Der gegenwärtige schulpädagogische Beitrag zu dieser Lebensweise liegt meiner Ansicht nach im Erreichen, Betreuen und ‚Belehren’ aller Heranwachsenden für eine lange Zeit sowie in der Gewährleistung formalisierter Integrationsmöglichkeiten. Die Pflichtschule ist unverzichtbar „in ihrer Funktion, eine Grundbildung für alle zu sichern: Teilnahme am politischen Prozeß setzt Literalität, setzt Fähigkeit zur Informationsbeschaffung, setzt elementare Urteilskraft voraus“ (Tillmann 2003: 315). Darüber hinaus liegen große Vorteile der Ganztagsschule unbestreitbar in den ausgeweiteten Möglichkeiten, Lernleistungen zu steigern sowie Sprachförderung und Erziehungsarbeit zu leisten. Ein gewichtiger Nachteil ist – und bleibt auch in Zukunft – die Verlängerung des zweckrationalen Handelns vom Arbeitsmarkt über Noten und Abschlüsse bis in die Klassenräume.
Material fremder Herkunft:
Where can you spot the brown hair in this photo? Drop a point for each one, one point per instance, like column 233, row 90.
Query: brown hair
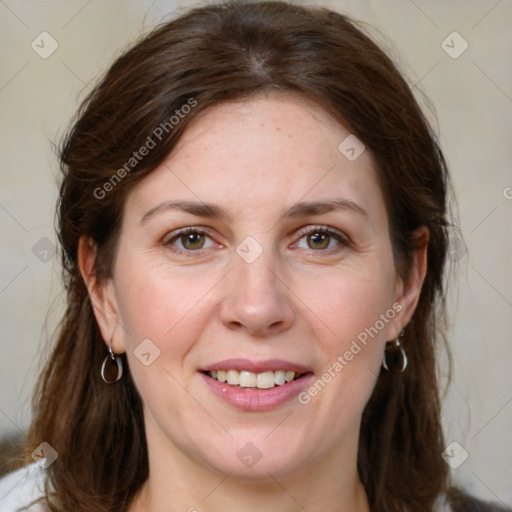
column 212, row 54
Der sozialpädagogische Beitrag zur steten Neubelebung der Demokratie liegt in der Erreichbarkeit und ggf. Betreuung von Heranwachsenden und in der Gewährleistung inhaltlicher Integrationsmöglichkeiten. Darüber hinaus ist das Freiwilligkeitsprinzip der Kinder- und Jugendarbeit unverzichtbare Rahmenbedingung für die evtl. bildungswirksame Selbstorganisation von Kindern und Jugendlichen und die Institutionalisierung verständigungsorientierten Handelns. Ein gewichtiger Nachteil ist die informell wirkende Selektivität der Angebote; außerschulische Pädagogik erreicht in jedem Fall nicht alle Kinder und Jugendlichen.
So gesehen sind alle genannten Institutionen aufgrund ihrer systematischen Grenzen in komplementärer Weise aufeinander angewiesen, wenn man von Demokratiebildung sprechen will.
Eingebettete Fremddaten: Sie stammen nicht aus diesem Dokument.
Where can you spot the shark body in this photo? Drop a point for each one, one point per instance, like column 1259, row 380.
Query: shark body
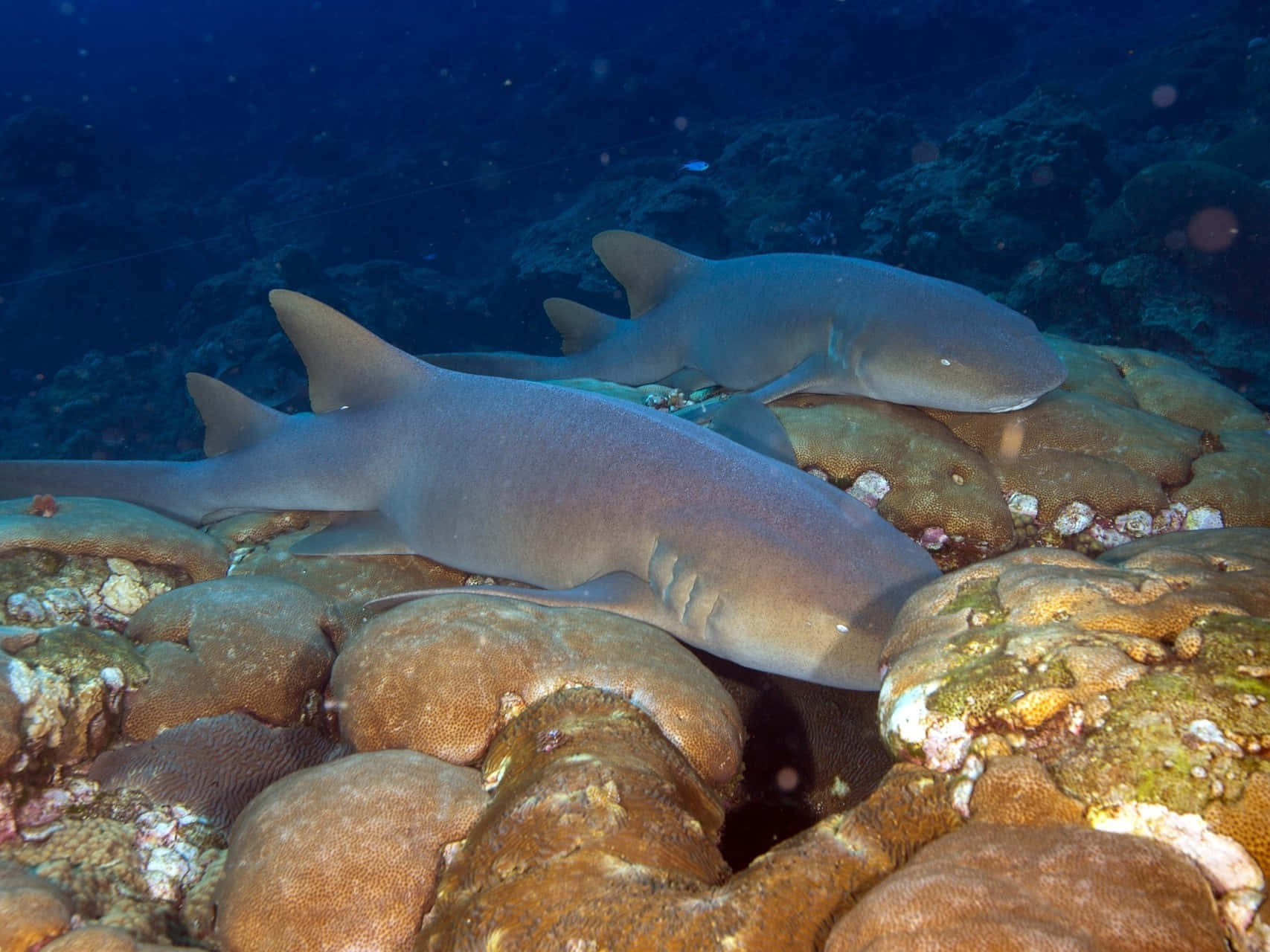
column 598, row 501
column 779, row 324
Hinsichtlich der Trägerschaft für das Ganztags-Arrangement favorisiert das Theorie-Konzept der Ganztagsbildung aus demokratietheoretischen Erwägungen eine vereinsrechtliche. Innerhalb dieser Trägerschaft sollte das schulische, vorwiegend ausbildende Segment wie bisher kommunal getragen und anhand landeshoheitlicher Bildungsstandards gesteuert werden, um primär für eine möglichst hohe Bildungsgerechtigkeit zu sorgen. Das außerschulische, vorwiegend nicht-formelle Segment sollte – wie bisher – entweder kommunal oder vereinsrechtlich getragen sein und dem Subsidiaritätsprinzip unterliegen, um die Selbstorganisationskräfte der Zivilgesellschaft möglichst lebendig zur Geltung kommen zu lassen. Durch eine solche Institution könnte es gelingen, in einer zugleich demokratischen und kapitalistischen Gesellschaft adäquate Aus- und Identitätsbildung für Kinder und Jugendliche in ganztägiger Form auf kooperativer Basis anzubieten.

 

Ausblick auf die zukünftige Forschung

Partizipation in Ganztagsschulen ist bisher kaum erforscht: Zwar liegt die Evaluation des BLK-Programms „Demokratie leben und lernen“ vor,  jedoch ohne besondere Auswertung von Ganztagsschulen; zwar gibt es zahlreiche gute Anregungen und Ideen für die praktische Beteiligung an (Ganztags-)Schulen,  jedoch keine Forschung dazu. Dabei hat sich insbesondere der frühere GEW-Vorsitzende Dieter Wunder (2006) in einer Expertise ausführlich mit den Möglichkeiten demokratischen Lernens in Ganztagsschulen beschäftigt.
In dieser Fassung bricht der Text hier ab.